Nordic banking giant Nordea, which recently stunned the region with its much-debated step to move its headquarters from Sweden to Finland, has added insult to injury by announcing layoffs of around 13 percent of its total staff due to automation. Trade unionists condemned this step as premature, and it triggered a crash in Nordea’s shares.
Scandinavia’s largest bank Nordea, which currently employs around 32,000 people, shocked the Nordic region with plans to reduce its workforce by 6,000 in the coming three-four years.
Nordea CEO Casper von Koskull explained that the company is almost two years into a profound transformation process, whose aim was to “structurally bring down costs” and “increase efficiency” amid a “strong balance sheet” and “robust business model.” Nordea’s aim is to reduce expenditures by roughly €5 billion ($6 billion) by 2021.
According to Von Koskull, the process of disposing of personnel with a more traditional set of skills to reduce costs and invest more in IT and digital banking represents a “shift of competence.”
The company’s goal for the coming years is to “take its centers of excellence to the next level.” This will be achieved by increasing automation amid a “cultural transformation into a purpose-led and values-guided organization,” the Finnish daily Hufvudstadsbladet reported.

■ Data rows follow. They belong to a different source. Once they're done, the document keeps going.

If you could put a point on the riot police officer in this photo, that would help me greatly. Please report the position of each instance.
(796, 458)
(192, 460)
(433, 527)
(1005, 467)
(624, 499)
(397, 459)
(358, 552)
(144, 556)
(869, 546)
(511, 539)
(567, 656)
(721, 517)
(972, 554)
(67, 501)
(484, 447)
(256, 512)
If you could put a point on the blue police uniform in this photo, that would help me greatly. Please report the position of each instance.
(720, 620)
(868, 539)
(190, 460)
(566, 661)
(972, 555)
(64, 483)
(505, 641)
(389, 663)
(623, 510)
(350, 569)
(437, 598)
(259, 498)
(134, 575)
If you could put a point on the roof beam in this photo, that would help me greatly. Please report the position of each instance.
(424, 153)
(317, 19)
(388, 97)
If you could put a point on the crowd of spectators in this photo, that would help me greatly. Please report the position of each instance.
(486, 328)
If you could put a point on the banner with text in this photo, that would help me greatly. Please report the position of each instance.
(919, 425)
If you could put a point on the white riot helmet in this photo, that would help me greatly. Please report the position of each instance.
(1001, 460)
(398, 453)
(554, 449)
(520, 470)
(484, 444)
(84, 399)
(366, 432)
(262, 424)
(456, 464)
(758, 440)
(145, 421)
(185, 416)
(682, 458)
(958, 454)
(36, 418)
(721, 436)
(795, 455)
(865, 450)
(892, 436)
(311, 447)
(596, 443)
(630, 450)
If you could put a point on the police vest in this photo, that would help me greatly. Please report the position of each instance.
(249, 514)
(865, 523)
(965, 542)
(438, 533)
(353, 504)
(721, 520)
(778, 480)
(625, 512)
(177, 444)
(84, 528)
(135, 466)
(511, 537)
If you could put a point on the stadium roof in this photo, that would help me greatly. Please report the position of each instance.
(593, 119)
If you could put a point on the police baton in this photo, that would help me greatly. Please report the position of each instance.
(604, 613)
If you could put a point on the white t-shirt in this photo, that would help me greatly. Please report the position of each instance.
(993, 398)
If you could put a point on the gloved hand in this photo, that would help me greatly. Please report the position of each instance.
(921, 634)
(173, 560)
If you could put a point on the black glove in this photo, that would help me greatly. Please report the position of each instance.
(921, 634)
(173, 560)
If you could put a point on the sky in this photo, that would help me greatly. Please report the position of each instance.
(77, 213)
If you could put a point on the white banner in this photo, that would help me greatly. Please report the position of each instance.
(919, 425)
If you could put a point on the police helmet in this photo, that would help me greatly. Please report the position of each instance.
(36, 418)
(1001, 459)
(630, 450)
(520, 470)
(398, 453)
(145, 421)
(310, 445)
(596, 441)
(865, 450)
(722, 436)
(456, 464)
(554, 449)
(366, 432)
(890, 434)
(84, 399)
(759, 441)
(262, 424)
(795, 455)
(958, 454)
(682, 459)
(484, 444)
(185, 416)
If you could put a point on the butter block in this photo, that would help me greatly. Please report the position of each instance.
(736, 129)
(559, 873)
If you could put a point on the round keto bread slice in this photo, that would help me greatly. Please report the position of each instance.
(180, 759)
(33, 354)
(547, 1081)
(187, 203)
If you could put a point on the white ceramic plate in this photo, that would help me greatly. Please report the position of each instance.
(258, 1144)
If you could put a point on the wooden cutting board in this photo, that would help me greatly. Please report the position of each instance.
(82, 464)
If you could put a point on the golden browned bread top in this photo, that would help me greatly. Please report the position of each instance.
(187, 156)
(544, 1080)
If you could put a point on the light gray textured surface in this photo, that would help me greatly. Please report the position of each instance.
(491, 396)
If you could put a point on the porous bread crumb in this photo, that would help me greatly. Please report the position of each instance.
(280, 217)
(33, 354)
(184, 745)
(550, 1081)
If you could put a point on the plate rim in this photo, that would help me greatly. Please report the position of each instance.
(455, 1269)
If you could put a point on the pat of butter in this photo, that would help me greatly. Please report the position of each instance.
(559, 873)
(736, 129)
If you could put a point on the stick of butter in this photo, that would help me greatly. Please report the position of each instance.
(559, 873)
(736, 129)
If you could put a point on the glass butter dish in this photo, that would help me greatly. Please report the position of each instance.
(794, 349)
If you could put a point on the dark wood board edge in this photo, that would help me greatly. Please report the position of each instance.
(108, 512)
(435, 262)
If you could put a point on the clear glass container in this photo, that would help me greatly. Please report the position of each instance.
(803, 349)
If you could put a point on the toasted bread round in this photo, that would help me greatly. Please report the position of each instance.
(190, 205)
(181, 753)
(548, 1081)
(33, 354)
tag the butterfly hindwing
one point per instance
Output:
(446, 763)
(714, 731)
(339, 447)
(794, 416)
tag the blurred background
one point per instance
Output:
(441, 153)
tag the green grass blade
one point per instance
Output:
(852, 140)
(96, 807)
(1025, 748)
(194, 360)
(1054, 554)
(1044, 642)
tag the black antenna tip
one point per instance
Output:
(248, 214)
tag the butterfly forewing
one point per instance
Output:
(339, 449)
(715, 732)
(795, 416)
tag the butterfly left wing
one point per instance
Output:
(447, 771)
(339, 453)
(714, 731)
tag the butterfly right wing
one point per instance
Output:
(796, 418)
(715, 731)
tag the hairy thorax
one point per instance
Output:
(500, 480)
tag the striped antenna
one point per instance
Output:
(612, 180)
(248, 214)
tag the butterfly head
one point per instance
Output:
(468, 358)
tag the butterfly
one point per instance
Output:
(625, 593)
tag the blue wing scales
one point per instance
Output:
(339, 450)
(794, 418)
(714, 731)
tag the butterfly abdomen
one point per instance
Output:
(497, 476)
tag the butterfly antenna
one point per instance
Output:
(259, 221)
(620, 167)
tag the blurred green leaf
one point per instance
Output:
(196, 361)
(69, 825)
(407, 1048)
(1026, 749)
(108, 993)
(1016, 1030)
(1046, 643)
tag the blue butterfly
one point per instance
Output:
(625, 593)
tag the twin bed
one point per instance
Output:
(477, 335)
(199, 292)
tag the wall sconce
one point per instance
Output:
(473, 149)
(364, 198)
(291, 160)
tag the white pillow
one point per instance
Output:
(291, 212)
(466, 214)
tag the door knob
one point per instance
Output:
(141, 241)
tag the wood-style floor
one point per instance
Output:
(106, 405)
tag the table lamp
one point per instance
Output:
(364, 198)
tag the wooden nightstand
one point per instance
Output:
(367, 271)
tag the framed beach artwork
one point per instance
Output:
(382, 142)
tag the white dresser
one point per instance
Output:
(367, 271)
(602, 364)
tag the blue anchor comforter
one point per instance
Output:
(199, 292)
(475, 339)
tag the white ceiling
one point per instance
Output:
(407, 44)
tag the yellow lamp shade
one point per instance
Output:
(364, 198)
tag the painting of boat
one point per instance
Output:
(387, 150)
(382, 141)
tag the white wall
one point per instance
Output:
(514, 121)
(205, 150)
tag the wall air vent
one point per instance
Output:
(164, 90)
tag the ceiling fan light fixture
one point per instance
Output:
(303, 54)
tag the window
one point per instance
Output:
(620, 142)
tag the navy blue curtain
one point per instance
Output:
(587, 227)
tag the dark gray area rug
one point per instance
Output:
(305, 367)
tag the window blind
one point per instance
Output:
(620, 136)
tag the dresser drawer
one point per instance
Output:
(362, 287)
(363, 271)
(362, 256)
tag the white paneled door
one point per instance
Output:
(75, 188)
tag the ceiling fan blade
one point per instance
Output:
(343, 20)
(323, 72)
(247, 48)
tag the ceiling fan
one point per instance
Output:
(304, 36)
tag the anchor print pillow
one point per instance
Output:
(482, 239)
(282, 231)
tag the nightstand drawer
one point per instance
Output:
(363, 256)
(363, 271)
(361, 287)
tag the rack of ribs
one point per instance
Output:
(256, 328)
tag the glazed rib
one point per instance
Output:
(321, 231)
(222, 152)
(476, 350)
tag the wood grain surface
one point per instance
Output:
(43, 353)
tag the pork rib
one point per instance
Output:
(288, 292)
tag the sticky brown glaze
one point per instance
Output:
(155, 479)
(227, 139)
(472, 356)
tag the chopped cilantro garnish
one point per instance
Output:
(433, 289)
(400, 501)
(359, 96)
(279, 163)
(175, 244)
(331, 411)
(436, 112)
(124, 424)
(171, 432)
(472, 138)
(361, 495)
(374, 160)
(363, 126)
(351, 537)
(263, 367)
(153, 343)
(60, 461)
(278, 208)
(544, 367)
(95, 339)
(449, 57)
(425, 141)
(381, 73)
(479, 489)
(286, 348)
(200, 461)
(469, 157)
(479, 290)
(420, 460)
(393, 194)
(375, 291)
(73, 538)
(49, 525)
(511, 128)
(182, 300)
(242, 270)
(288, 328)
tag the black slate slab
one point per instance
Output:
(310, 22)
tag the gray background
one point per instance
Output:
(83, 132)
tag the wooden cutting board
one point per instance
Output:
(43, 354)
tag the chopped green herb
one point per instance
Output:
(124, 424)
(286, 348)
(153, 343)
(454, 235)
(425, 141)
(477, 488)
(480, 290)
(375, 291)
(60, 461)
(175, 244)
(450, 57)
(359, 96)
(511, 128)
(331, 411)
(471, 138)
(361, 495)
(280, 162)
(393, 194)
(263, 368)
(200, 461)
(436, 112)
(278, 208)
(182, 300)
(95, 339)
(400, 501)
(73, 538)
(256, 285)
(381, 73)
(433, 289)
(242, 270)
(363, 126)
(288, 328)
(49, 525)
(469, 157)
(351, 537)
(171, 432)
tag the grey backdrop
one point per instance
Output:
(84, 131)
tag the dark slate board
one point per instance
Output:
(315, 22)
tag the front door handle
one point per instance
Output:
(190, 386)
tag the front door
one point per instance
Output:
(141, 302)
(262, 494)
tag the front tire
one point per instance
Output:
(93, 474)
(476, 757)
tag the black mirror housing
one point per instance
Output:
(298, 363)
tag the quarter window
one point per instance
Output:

Berit Ohlsson of Sweden’s Financial Sector Trade Union (Finansförbundet) called the layoffs extensive, yet predictable.
“Everyone knows that the industry is changing due to digitalization, automation, mobile banking, internet banking and decreased cash management. And this is something we have lived with for a long time. We know that all this means fewer employees,” Berit Ohlsson told Swedish Radio.
According to Nordea’s employees’ trade union representative Paula Hopponen, the Nordic region was not ready for such drastic cuts. Hopponen also called Nordea’s cuts “premature.”
“The new systems are not yet in place and neither the staff nor the customers are ready to embrace them. Customers’ needs are so multi-faceted that machines cannot take over,” Paula Hopponen told Hufvudstadsbladet. “Being an IT expert does not mean that you also are a banking expert. I cannot endorse experienced employees being thrown out,” she added.
Hopponen added that the company was still struggling with the aftermath of the previous staff reduction, which happened in 2015 and had a dramatic effect on the workload.
“There is more work than staff can handle,” Hopponen argued.
In September, Nordea plunged Sweden into shock by announcing the move of its headquarters to Helsinki, Finland following a protracted conflict with the country’s “red-green” government over proposed tax increases and stricter regulations. Nordea also claimed Finland was a more desirable host nation due to its membership it the Eurozone. While the transfer ignited hopes of more jobs, around 900 of Finland’s 7,000 Nordea employees will ultimately be pink-slipped.
Earlier this week, Nordea reported operating profits of around €1 billion ($1.2 billion), down 5 percent from the same period last year. Following the layoff announcement, Nordea’s shares fell 15 percent, Swedish newspaper Norrköpings Tidningar reported.
Originally formed in 1995 through the merger of Finland’s Merita Bank with Sweden’s Nordbanken, Norway’s Kreditkassen and Denmark’s Unibank, Nordea operates in 19 countries around the world, serving 11 million private and 700,000 corporate customers.